The development of alternate models of living isn’t theory work generated by a “genius” relegated to hopeful utopianism, but rather an urgent task involving the collective exploration of meaning and culture through the built environment’s myriad of outputs—from the way we individually inhabit the world, to how we interact with one another, to what our communal labour is leveraged to create. Tomorrow-Mañana refuses the superficial, self-serving values our profession is proclaiming, rejecting that which renders the creation of our world exclusive and instead seeking the paths to bring design into the light of public determination.



1    In 1984 Matrix, a feminist architecture collective based in London, wrote of the tyranny of economy over design by pointing to the fact that “The initial decisions to build are made by those owning or having control over large sums of money. Even such a small building as a house costs the equivalent of several years’ average earnings” (Matrix, Making Space: Women and the Man-Made Environment, 2).

2    “...universities and the institutions of higher learning are called upon to create skills, and no longer ideals—so many doctors, so many teachers in a given discipline, so many engineers, so many administrators, etc. The transmission of knowledge is no longer designed to train an elite capable of guiding the nation towards its emancipation, but to supply the system with players capable of acceptably fulfilling their roles at the pragmatic posts required by its institutions” (Jean-François Lyotard, The Postmodern Condition: A Report on Knowledge, 48).

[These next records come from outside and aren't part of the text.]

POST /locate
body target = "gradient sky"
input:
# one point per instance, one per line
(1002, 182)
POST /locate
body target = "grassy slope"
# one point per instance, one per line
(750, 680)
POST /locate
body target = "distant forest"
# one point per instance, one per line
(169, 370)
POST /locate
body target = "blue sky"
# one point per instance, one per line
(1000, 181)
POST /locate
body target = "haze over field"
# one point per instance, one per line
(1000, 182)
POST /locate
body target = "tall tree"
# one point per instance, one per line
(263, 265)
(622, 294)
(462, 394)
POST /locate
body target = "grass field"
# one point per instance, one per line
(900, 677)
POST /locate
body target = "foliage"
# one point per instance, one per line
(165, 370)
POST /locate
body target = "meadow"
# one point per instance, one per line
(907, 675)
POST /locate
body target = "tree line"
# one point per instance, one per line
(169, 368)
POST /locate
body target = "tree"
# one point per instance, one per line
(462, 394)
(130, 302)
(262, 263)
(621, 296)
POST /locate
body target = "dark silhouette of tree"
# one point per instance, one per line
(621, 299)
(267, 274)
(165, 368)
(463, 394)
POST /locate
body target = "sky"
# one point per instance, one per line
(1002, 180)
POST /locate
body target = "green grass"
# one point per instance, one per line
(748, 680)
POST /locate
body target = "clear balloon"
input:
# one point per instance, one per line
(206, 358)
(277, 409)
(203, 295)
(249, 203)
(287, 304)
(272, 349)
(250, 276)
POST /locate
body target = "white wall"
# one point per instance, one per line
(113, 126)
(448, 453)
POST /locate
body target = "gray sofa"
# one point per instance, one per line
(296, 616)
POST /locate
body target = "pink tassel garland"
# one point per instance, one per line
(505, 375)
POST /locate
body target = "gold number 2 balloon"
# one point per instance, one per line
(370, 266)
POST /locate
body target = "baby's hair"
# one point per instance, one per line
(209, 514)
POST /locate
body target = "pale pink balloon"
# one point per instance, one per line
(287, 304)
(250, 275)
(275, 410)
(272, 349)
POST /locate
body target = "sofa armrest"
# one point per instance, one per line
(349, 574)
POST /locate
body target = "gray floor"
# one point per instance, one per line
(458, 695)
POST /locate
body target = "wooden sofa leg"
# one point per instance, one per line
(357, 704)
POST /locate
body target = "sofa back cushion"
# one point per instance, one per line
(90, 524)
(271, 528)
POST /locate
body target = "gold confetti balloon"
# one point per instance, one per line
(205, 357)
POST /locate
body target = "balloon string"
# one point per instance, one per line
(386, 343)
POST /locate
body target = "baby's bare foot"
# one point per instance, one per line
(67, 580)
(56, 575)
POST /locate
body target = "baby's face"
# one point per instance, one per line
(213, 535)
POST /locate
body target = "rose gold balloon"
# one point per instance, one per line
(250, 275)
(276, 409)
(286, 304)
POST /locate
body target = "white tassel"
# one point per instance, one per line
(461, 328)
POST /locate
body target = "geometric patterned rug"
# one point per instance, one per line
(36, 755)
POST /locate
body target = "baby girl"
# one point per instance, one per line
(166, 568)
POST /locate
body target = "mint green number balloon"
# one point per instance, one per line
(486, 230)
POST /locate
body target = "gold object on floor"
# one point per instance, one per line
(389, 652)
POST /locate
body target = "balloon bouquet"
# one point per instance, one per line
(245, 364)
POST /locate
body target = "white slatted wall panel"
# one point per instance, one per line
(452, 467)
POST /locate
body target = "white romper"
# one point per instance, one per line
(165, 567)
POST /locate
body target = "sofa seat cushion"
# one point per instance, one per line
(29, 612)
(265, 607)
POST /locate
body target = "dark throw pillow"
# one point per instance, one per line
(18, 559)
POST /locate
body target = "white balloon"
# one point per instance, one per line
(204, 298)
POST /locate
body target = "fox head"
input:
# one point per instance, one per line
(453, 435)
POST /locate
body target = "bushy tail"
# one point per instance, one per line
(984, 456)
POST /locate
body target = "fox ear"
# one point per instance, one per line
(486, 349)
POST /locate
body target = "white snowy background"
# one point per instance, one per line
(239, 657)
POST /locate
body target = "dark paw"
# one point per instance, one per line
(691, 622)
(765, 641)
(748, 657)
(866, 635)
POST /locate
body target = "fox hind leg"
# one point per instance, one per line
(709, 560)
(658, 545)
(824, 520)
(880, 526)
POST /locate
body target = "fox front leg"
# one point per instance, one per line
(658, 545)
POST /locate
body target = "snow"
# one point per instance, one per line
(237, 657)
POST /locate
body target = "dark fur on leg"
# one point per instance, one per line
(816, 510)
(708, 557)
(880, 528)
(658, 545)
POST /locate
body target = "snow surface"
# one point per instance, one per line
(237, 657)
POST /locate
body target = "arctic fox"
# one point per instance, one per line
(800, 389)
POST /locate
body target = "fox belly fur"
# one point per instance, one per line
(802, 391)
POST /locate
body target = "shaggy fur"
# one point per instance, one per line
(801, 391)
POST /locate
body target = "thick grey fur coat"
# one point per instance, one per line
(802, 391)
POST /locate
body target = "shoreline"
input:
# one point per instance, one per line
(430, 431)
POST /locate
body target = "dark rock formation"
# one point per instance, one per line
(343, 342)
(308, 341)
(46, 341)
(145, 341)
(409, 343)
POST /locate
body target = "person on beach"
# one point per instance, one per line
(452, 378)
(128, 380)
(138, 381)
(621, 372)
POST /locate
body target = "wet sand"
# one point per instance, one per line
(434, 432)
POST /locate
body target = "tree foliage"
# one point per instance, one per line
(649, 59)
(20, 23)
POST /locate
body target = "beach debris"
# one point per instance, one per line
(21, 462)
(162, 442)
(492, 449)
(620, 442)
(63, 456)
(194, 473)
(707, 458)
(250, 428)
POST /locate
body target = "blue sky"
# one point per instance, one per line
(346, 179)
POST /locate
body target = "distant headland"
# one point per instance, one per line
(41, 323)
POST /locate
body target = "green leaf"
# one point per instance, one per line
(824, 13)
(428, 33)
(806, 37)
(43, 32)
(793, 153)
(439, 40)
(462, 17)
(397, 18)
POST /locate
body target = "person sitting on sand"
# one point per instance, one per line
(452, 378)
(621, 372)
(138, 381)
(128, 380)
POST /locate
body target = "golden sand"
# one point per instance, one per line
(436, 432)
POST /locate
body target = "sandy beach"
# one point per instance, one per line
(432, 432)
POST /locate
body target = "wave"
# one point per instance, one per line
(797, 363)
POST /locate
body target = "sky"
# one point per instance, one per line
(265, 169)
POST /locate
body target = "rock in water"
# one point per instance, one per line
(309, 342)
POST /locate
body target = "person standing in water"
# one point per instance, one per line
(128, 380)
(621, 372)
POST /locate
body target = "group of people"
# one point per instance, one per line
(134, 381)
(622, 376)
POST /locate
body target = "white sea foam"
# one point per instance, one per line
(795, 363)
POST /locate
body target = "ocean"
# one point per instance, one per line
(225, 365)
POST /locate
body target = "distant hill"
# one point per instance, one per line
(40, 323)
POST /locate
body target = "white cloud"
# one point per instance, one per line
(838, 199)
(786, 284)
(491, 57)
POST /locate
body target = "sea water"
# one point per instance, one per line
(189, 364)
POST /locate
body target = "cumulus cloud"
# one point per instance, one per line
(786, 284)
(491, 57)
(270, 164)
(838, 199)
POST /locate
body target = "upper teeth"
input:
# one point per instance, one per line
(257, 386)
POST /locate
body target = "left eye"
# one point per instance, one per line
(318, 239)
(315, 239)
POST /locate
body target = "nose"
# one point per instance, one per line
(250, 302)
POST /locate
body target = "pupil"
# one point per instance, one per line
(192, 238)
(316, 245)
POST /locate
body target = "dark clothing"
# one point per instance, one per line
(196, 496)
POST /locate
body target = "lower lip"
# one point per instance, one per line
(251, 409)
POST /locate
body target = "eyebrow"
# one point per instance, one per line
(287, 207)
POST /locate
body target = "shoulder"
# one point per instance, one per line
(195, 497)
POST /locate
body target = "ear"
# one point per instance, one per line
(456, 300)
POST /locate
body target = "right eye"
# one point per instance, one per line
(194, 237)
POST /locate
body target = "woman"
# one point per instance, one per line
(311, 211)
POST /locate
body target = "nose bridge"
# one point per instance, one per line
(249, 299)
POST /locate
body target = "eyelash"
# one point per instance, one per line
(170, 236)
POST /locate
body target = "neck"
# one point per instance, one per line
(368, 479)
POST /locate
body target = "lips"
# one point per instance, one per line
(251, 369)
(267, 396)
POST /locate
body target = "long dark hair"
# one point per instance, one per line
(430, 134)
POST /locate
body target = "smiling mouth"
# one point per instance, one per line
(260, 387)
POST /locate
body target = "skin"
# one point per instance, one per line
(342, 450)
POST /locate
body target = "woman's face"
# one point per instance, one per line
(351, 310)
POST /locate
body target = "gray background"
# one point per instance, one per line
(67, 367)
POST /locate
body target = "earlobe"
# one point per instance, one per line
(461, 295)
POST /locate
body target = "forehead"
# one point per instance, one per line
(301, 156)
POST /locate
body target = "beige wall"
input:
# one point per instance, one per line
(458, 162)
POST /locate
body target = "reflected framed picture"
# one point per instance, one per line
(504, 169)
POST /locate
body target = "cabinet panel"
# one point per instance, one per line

3    “The spectacle is the existing order’s uninterrupted discourse about itself, its laudatory monologue. It is the self-portrait of power in the epoch of its totalitarian management of the conditions of existence” (Guy Debord, Society of the Spectacle, Point 24).

4    In The Shaping of Us: How Everyday Spaces Structure Our Lives, Behavior, and Well-Being, Lily Bernheimer elucidates that “A truly sustainable building is a socially sustainable building; a place where people want to make a home, raise healthy children, and commune with their neighbours,” continuing, “Sustainable structures provide the best return on investments through their durability, usability, and beauty.” In harmony with an architecture field formed to serve capital, the leading certifications for sustainable architecture—LEED and WELL—only register technical categories of construction, without considering the programme or social implications of the building or space.

5    Evidence of employability being a defining evaluator of education can be found in the DesignIntelligence yearly ranking of America’s “top” architecture & design schools. The analysis of undergraduate and graduate programmes is based on the feedback of the professional practitioners who hire and supervise graduates of architecture, landscape architecture, and interior design programmes. There is no evaluation beyond the market—space is not given to any other values.

6    As the current dominating universal, neoliberalism “limit[s] our conceptions as to inhibit alternative visions of how the world might be” (David Harvey, Spaces of Hope, 247).

7    “Labor in its true form is a medium for man’s true self-fulfillment, for the full development of his potentialities” (Herbert Marcuse, Reason and Revolution: Hegel and the Rise of Social Theory, 277).

8    The “rare experience … of being part of something larger than our individual lives, of dwelling on ‘this earth of mankind’ not as a stranger or a trespasser, which is the way capitalism wishes us to relate to the spaces we occupy, but as a home” (Silvia Federici, Re-enchanting the World: Feminism and the Politics of the Commons, 77).